Nice work. Nonsense. "Stopping when you hit a weekly goal" is a psychological game that is actually detrimental to your success. How do you know that the remaining days in the week will be losers if the previous days in the week were winners? Winning and losing days are randomly distributed. You could have a string of winners or losers in a row and there's no way to know ahead of time. Therefore you don't know ahead of time if it's going to be a winner or a loser, and therefore there's no reason to stop trading when you hit a "weekly goal" unless you just don't feel like trading anymore. What if you make $1,000 by Wednesday. How do you know you would lose it all on Thursday? How do you know you wouldn't make $2,000 on Thursday? You don't. If you do, I would like to invest a significant amount of money with you. Unless you have some way to know if your future trades are going to be winners or losers, then how do you know if you're going to "lose everything you gained"? Look, there are 5 days in a week. You have no idea which days are going to be winners and which days are going to be losers. there's nothing magical about starting on Monday and stopping on Friday. Trade the days you want. You have the same chance of making money on any day that you trade as you do on any other day you trade. There's no "stopping when you hit a weekly profit level." Trade whenever you feel like trading.
This is kind of generic advice. Why would anyone ever take a trade that isn't a good setup? If I didn't think a setup was good, I wouldn't take it.
entering a trade on a reversal at res/supp is a good setup, .....res/supp geting tagged and reversing in djt,nq,es and dollar or euroy ,,any 2 or more together is a great setup
Or how about a lot more intra-day volatility...today was good at the first half of the day and then we slowed down a lot at the second half. By the way, thanks a lot for your earlier post explaining money management, makes a lot of sense, much appreciated.

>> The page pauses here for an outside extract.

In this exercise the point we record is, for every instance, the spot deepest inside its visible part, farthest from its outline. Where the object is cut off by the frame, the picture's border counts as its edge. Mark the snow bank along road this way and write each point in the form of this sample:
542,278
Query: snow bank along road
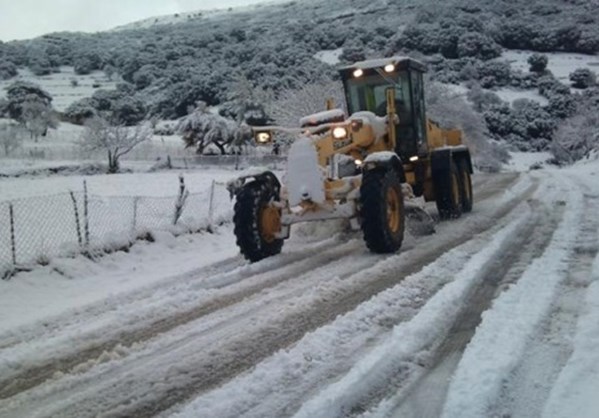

Glad it helped. Feel free to post some of your own charts if you want. I'd like to see how other people are using this method.
I usually don't trade like this, but I've recently been using bollinger bands in combination with fib retracements to get a feel for a short bias or long bias. Usually, I'd fill the positions at 1, and 3, and 5 increments but today I did it different. I went long at the bottom end of the chart expecting a retracement, I chose the -9 point to close the position and go short 9 skipping the 1 and 3 points. It's somewhat risky so I will plan on minimizing this kind of trade. Chart attached. If anyone is curious, I use thinkorswim from TDAmeritrade for my charting and do the actual trading on Interactive Brokers.
Sorry, let me clarify, the bottom at that point was 1232, I went long at 1232.50 (which is still pretty close to the bottom). My reason for going long at that point was because the es sharply declined and went south of the lower bollinger band.